One key area for future research is the impact of automated vehicles on aisle width requirements. The increasing adoption of self-parking systems and autonomous vehicles may reduce the need for wider aisles, as these technologies enable precise maneuvering with minimal human error.
Real-world driver behavior analysis through AI-powered monitoring systems could further refine the study’s findings. By using computer vision and real-time data collection, researchers could track actual parking patterns, corrective maneuvers, and collision risks over extended periods. This would help validate simulation-based predictions and ensure that recommended aisle widths account for the full range of human driving behaviors, including hesitation, misalignment, and varying skill levels.
Another promising research direction is the development of adaptive parking layouts that adjust aisle width dynamically based on real-time occupancy and vehicle type distribution. Smart parking systems, incorporating sensor-based monitoring and automated guidance, could optimize aisle space depending on whether a facility is predominantly occupied by compact cars, SUVs, or a mix of both.
By addressing these research areas, future studies can build on this work to create smarter, safer, and more efficient underground parking facilities that accommodate technological advancements, evolving vehicle types, and the needs of modern urban mobility.
5. Conclusions
This study provides a comprehensive analysis of aisle width optimization in underground parking facilities, integrating geometric modeling, software-based simulations, and empirical physical testing to determine the optimal balance between maneuverability, safety, and parking capacity. The findings highlight that aisle widths below 5.0 m significantly hinder vehicle maneuverability, increasing parking time, reversing attempts, and collision risk, particularly for larger vehicles such as SUVs and pickup trucks. Conversely, aisle widths above 5.5 m provide only marginal maneuverability improvements while reducing overall parking density, making them less efficient for high-capacity facilities. The optimal aisle width range of 5.0–5.5 m was identified as the best compromise between usability and space efficiency.

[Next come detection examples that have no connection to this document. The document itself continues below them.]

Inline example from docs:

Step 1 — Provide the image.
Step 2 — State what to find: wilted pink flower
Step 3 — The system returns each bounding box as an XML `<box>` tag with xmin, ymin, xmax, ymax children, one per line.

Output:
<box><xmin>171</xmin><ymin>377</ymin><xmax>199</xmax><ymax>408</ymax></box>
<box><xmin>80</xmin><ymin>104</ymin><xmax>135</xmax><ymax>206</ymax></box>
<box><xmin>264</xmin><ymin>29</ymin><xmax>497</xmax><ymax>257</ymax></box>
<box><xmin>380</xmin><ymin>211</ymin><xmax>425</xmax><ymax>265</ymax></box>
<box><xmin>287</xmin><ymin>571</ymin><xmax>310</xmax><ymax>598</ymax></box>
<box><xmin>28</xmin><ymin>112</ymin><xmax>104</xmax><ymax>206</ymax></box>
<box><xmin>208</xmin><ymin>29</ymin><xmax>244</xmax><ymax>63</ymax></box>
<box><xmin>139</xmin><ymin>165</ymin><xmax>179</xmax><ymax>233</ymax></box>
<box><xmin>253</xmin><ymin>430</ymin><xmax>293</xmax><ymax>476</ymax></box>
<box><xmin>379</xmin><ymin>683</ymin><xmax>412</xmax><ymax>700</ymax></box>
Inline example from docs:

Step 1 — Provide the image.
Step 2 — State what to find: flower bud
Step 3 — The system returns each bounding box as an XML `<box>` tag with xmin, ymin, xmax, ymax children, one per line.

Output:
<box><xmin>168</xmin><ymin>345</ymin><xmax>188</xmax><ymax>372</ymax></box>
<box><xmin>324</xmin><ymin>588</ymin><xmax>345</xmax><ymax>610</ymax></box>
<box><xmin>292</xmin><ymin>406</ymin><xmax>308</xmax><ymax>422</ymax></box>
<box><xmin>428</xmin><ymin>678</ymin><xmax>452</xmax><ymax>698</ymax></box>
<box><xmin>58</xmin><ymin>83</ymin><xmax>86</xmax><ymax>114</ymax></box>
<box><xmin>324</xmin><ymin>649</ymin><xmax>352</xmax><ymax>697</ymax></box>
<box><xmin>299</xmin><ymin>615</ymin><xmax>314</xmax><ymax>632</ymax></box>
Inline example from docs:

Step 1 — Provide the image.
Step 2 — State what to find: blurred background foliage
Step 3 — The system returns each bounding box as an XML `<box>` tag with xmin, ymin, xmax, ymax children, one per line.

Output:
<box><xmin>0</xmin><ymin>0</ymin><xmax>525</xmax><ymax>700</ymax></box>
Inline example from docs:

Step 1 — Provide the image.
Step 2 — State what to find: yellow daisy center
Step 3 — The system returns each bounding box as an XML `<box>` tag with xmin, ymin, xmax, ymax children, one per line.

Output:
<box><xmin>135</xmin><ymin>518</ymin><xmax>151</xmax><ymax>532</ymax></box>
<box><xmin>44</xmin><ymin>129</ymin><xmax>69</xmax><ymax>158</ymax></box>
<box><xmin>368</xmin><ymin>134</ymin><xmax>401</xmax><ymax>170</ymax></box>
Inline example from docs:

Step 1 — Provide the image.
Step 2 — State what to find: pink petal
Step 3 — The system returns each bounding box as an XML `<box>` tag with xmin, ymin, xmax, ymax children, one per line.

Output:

Comparing the study’s results with existing parking standards, it was found that many regulations specify minimum aisle widths but do not always define an optimal range. Some municipal codes permit aisle widths as low as 4.5 m, which this research demonstrates is insufficient for modern vehicle sizes. European guidelines (5.0–5.5 m) align closely with the study’s recommendations, whereas American and Kazakhstani standards (5.5–6.0 m) tend to be more conservative. These findings suggest that regulatory updates are needed to better reflect current vehicle trends and real-world maneuverability constraints.
Several limitations of the study were acknowledged, including the geographic scope of physical testing, driver variability, and assumptions in simulation modeling. Future research should expand real-world testing across diverse parking environments, incorporate AI-driven monitoring of actual parking behaviors, and explore adaptive parking layouts that dynamically adjust aisle widths based on vehicle type and occupancy levels. Additionally, the rise of autonomous and electric vehicles may introduce new space requirements, necessitating further investigations into how underground parking design should evolve in response to emerging technologies.
The findings are relevant for urban planners, civil engineers, and facility designers, offering practical guidance to improve parking efficiency and user experience.